Verifying Debian security update sources confirms that APT can read the archive that carries security fixes for the installed release. This matters after image builds, mirror changes, source-file edits, or release upgrades because a normal package refresh can still miss security fixes when the security suite is absent or mismatched.
On Debian 13, the release codename is trixie, and the matching security suite is trixie-security. The source should point at the Debian security archive and the APT policy output should show the Debian-Security label for that codename.
Security-source verification does not install updates. It checks the active source stanza, refreshes package metadata, confirms the package-selection policy, and separates a host with no pending security-origin upgrades from one where security updates are waiting.

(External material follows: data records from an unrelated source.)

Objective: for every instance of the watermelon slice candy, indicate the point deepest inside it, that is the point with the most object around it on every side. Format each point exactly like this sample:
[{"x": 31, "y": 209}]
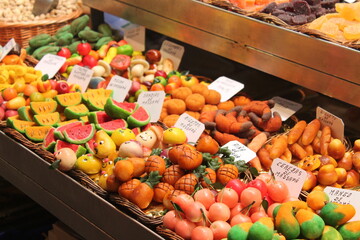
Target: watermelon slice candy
[
  {"x": 78, "y": 149},
  {"x": 139, "y": 118},
  {"x": 59, "y": 131},
  {"x": 79, "y": 134},
  {"x": 111, "y": 126},
  {"x": 120, "y": 110},
  {"x": 49, "y": 140},
  {"x": 99, "y": 117},
  {"x": 136, "y": 131}
]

$ cat /etc/os-release PRETTY_NAME="Debian GNU/Linux 13 (trixie)" NAME="Debian GNU/Linux" VERSION_ID="13" VERSION="13 (trixie)" VERSION_CODENAME=trixie DEBIAN_VERSION_FULL=13.5 ##### snipped #####
Use VERSION_CODENAME when checking the security suite. For trixie, the matching suite is trixie-security.
$ cat /etc/apt/sources.list.d/debian.sources Types: deb URIs: http://deb.debian.org/debian Suites: trixie trixie-updates Components: main Signed-By: /usr/share/keyrings/debian-archive-keyring.pgp Types: deb URIs: http://deb.debian.org/debian-security Suites: trixie-security Components: main Signed-By: /usr/share/keyrings/debian-archive-keyring.pgp
Current Debian systems commonly use deb822 files under /etc/apt/sources.list.d/. If the host still uses /etc/apt/sources.list, verify the same codename pairing in the one-line deb entry.
$ sudo apt update Get:1 http://deb.debian.org/debian trixie InRelease [140 kB] Get:2 http://deb.debian.org/debian trixie-updates InRelease [47.3 kB] Get:3 http://deb.debian.org/debian-security trixie-security InRelease [43.4 kB] ##### snipped ##### Reading package lists... Building dependency tree... Reading state information... All packages are up to date.
Fix the source file before trusting upgrade checks if apt update cannot fetch the matching -security suite or reports a release mismatch.
$ apt-cache policy
Package files:
100 /var/lib/dpkg/status
release a=now
500 http://deb.debian.org/debian-security trixie-security/main arm64 Packages
release v=13,o=Debian,a=stable-security,n=trixie-security,l=Debian-Security,c=main,b=arm64
origin deb.debian.org
##### snipped #####
The security source is active when the policy output shows the matching codename, such as n=trixie-security, and the Debian-Security label.
$ apt list '?upgradable ?codename(trixie-security)' Listing...
No package lines after Listing… means no package is currently upgradable from trixie-security. When package lines appear, review them through the approved package-upgrade process before installing.
Related: How to upgrade packages on Debian with apt
$ apt list --upgradable Listing...
An empty security-origin list does not prove the whole system has no upgrades. The full list shows whether non-security upgrades are waiting from the main, updates, or backports archives.